All radiologists showed a significantly lower detection rate (AUC = 0.37) on the modified high-resolution images than on the original images (AUC = 0.80). The difference was statistically significant (p < 0.001). They were also able to identify the modified images, as the artifacts were easier to see on the higher-resolution images, according to the researchers.

"Our results indicate that while GANs can learn the appearance of suspicious lesions, the modification of images is currently limited by the introduction of artifacts, and the size of the images is limited by technical memory constraints," they wrote.

Positive benefits

GANs also have the potential to contribute value in radiology, such as by discovering new features of a disease, for teaching purposes, and for detecting biases and confounders in training datasets.

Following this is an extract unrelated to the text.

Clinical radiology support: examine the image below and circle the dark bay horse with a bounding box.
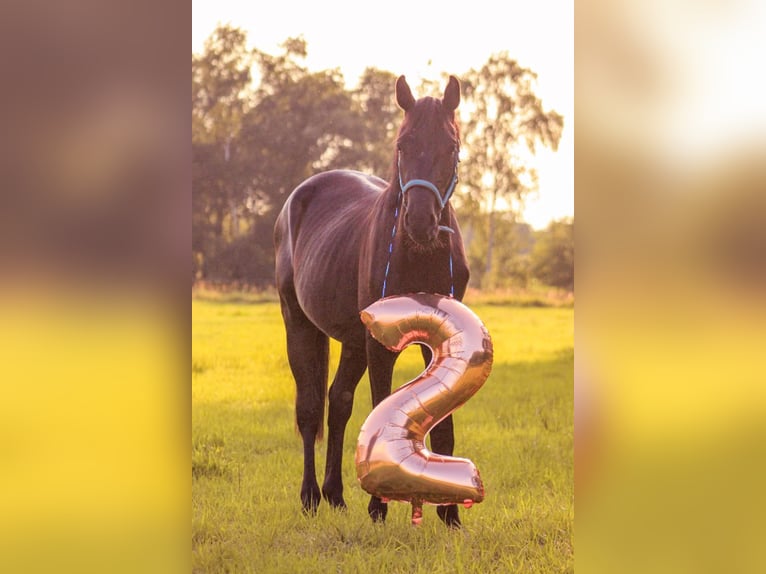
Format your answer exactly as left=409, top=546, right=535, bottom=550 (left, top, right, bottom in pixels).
left=274, top=75, right=469, bottom=526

"Furthermore, many datasets, especially in a screening setting, are highly unbalanced -- i.e., the cases of healthy individuals far outweigh the ones with cancer," the authors noted. "GANs could be used to create more balanced datasets and thus facilitate training of other [machine-learning] algorithms."

The proof-of-concept study showed that the CycleGAN can implicitly learn suspicious features and inject them into or remove them from mammography images, they concluded. However, the technology is currently limited, with a clear trade-off between the manipulation of images and the introduction of artifacts.

"Nevertheless, this matter deserves further study in order to shield future devices and software from AI-mediated attacks," Becker and colleagues wrote.